Fausses couches et grossesse extra-utérine
Avec les FIV, Valérie tombe enceinte quatre fois, mais aucune de ces grossesses n’arrive à terme. “J’ai fait trois fausses couches avec curetage… Et une grossesse extra-utérine, traitée avec un type de chimiothérapie. Cette période a été très, très difficile à vivre. Les mots ne sont pas assez forts pour exprimer ce que j’ai ressenti. Je pense que personne n’est prêt pour ça et je regrette de ne pas avoir été davantage suivie psychologiquement parce qu’à force, ça rend un peu fou. Les rendez-vous médicaux, le fait de ne pas boire d’alcool, de gérer les attentes et les déceptions: j’ai fini par être vraiment à bout. Ma vie était conditionnée par la PMA: c’était tout mon projet de vie. Cela m’imposait une hygiène de vie et des contraintes qui faisaient que j’y pensais tout le temps”.
L’impossible match?
“L’équipe médicale qui m’a suivie a été super, nous raconte Valérie. Mais honnêtement, côté boulot, c’était l’enfer. Je pense que la PMA était vraiment incompatible avec mon job, ma boîte. Je n’ai pas osé parler avec mon boss de ce que je vivais parce que je n’étais chez eux que depuis un an et que je n’avais pas encore fait mes preuves”.
Je n’ai pas osé parler avec mon boss de ce que je vivais
Valérie ne se sent pas à l’aise et redoute une réaction négative de son employeur. “C’était une équipe très masculine, très carriériste, je me suis dit que je ne serais pas comprise”. Elle camoufle tant bien que mal ses rendez-vous à l’hôpital, mais ses absences répétées finissent par agacer. “Je n’arrivais plus à couvrir ces absences, les excuses devenaient difficiles à trouver. Au bout d’un moment, mon employeur m’a dit qu’il ne pouvait pas garder quelqu’un sur qui il ne pouvait plus compter, et il m’a licenciée. Je peux le comprendre, il s’agissait d’une PME, je les mettais en péril”.
Transformée pour toujours
Si elle comprend la décision de son employeur, Valérie se demande ce qui aurait pu se dérouler autrement. “En fait, je trouve qu’il devrait exister un système, peut-être une compensation, qui permettrait aux personnes en parcours PMA de s’absenter sans que cela ne pénalise l’employeur”.

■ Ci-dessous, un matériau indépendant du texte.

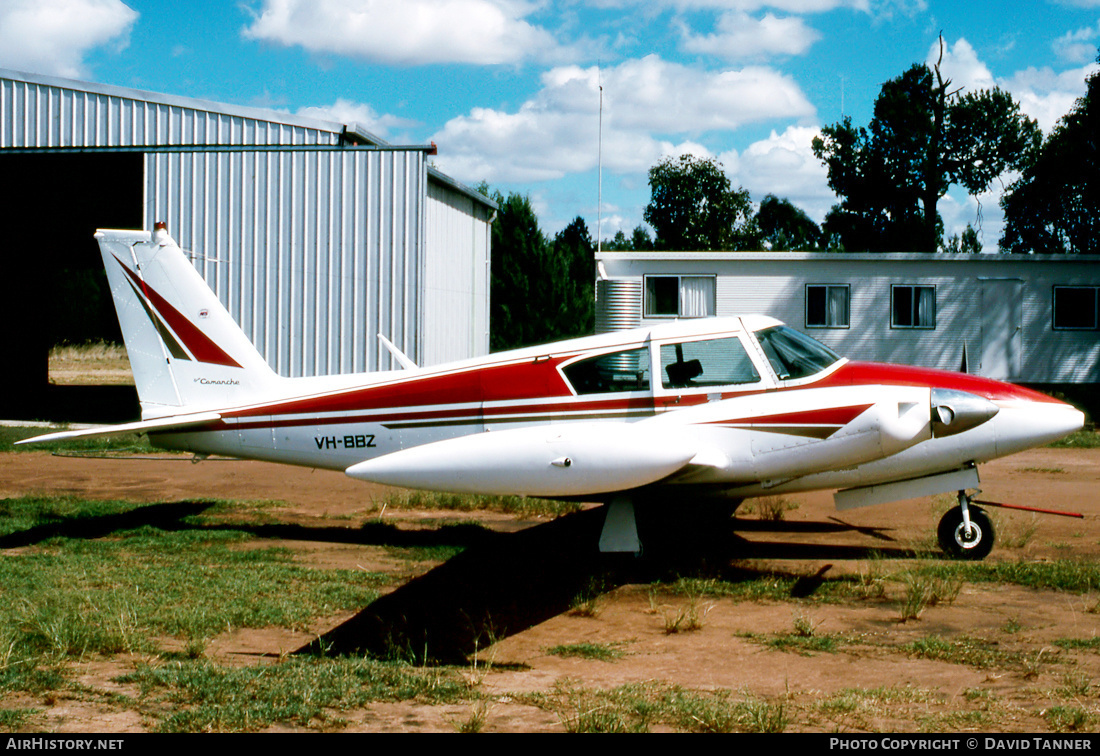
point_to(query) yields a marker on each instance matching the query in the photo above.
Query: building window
(1075, 308)
(827, 305)
(680, 296)
(913, 307)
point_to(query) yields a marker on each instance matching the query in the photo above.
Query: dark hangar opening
(54, 289)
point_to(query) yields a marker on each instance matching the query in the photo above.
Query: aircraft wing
(174, 423)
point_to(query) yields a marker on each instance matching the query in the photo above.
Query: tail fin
(185, 348)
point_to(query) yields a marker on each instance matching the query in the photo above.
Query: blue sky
(509, 89)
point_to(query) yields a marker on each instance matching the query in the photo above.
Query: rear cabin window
(611, 373)
(793, 354)
(713, 362)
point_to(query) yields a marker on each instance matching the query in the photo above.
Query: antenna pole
(600, 171)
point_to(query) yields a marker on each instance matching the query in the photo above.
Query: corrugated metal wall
(776, 285)
(315, 252)
(39, 113)
(455, 277)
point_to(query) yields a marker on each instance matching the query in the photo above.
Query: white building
(317, 236)
(1023, 318)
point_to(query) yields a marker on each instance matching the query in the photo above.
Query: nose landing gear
(966, 532)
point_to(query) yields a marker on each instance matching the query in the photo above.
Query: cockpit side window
(611, 373)
(793, 354)
(713, 362)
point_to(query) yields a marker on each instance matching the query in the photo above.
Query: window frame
(913, 287)
(679, 276)
(847, 324)
(659, 366)
(1096, 307)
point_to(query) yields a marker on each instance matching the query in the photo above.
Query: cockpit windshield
(794, 354)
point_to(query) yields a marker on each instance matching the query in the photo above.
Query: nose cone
(954, 412)
(1026, 425)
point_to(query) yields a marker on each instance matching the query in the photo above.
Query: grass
(976, 653)
(70, 598)
(1080, 439)
(597, 652)
(90, 363)
(642, 705)
(307, 692)
(112, 445)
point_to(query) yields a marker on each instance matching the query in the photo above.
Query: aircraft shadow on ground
(503, 583)
(515, 581)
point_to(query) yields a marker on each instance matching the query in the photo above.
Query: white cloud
(652, 108)
(739, 36)
(747, 6)
(53, 36)
(1043, 94)
(345, 111)
(1079, 46)
(784, 165)
(410, 32)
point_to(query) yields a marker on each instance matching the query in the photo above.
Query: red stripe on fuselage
(826, 416)
(880, 373)
(513, 382)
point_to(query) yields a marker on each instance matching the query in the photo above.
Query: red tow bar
(1031, 508)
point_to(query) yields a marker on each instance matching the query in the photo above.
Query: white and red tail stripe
(185, 348)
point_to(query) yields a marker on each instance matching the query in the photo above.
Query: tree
(693, 207)
(784, 227)
(639, 241)
(968, 243)
(573, 295)
(922, 140)
(517, 251)
(1055, 205)
(540, 291)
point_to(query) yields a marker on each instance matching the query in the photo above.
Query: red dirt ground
(725, 653)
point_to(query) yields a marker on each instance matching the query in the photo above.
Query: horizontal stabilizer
(174, 423)
(561, 460)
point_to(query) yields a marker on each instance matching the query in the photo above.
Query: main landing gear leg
(966, 530)
(620, 529)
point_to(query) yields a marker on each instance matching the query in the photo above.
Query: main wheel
(957, 543)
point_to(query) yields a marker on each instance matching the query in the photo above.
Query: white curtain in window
(837, 306)
(696, 296)
(925, 302)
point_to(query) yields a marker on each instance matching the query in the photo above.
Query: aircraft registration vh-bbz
(715, 407)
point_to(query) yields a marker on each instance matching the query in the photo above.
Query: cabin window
(680, 296)
(714, 362)
(827, 306)
(1075, 308)
(913, 306)
(793, 354)
(611, 373)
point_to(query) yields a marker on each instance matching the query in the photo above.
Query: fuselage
(760, 397)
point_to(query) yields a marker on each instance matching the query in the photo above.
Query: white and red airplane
(730, 407)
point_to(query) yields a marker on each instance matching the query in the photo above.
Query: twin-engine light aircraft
(730, 407)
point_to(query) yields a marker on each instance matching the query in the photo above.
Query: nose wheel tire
(960, 544)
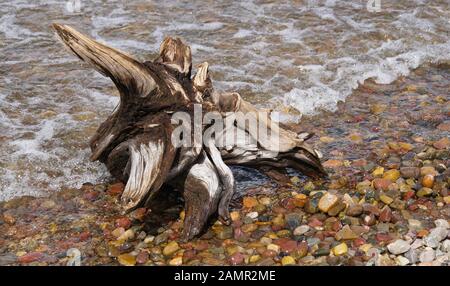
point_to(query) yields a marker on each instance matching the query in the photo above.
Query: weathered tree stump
(135, 141)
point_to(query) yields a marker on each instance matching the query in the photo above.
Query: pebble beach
(386, 201)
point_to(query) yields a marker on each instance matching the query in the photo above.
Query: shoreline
(386, 202)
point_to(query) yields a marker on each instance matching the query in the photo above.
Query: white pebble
(442, 223)
(252, 215)
(398, 247)
(301, 230)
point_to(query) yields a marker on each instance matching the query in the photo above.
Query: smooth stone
(293, 220)
(340, 249)
(410, 172)
(417, 243)
(402, 261)
(398, 247)
(300, 230)
(442, 223)
(427, 255)
(431, 242)
(386, 199)
(424, 192)
(171, 248)
(415, 224)
(428, 181)
(287, 260)
(126, 259)
(177, 261)
(412, 255)
(252, 215)
(392, 175)
(445, 247)
(439, 233)
(354, 210)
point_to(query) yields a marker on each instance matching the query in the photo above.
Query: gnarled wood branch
(135, 141)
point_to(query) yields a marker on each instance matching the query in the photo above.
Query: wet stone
(293, 220)
(171, 248)
(345, 234)
(327, 201)
(427, 255)
(301, 230)
(354, 210)
(398, 247)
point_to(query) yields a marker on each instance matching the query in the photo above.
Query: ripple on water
(294, 56)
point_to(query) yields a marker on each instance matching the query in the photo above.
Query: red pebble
(382, 237)
(90, 195)
(286, 245)
(386, 214)
(116, 189)
(358, 242)
(315, 223)
(85, 235)
(123, 222)
(408, 195)
(142, 257)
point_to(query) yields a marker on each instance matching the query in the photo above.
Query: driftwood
(135, 141)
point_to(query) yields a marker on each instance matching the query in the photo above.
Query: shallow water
(296, 56)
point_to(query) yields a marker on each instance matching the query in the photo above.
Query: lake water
(295, 56)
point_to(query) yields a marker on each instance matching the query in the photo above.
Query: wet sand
(386, 201)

Au bout de six mois de PMA, Valérie se retrouve donc sans emploi. Le temps passe, et son conjoint la pousse à chercher un autre boulot. “Personnellement, je me sentais physiquement et psychologiquement incapable de mener la PMA et une vie professionnelle de front”. Valérie finit par écrire une lettre à son compagnon pour lui exprimer ce qu’elle a sur le cœur: “Je lui ai dit que j’étais prête à retravailler, mais qu’alors je ne pouvais pas continuer la PMA. Parce que je n’en pouvais plus”. Suite à cet aveu, son compagnon se ferme complètement. “Il m’a dit qu’il n’avait plus confiance, que j’avais tout gâché. Petit à petit, notre relation s’est détériorée et ça a fini par se terminer”.
Et aujourd’hui?
Valérie s’est reconstruite, mais elle garde les traces d’une histoire qui l’a bouleversée et transformée à jamais: “Je me sens un peu anesthésiée. Et côté boulot, j’ai quand même perdu deux ans et demi de carrière… Que personne ne pourra me rendre”.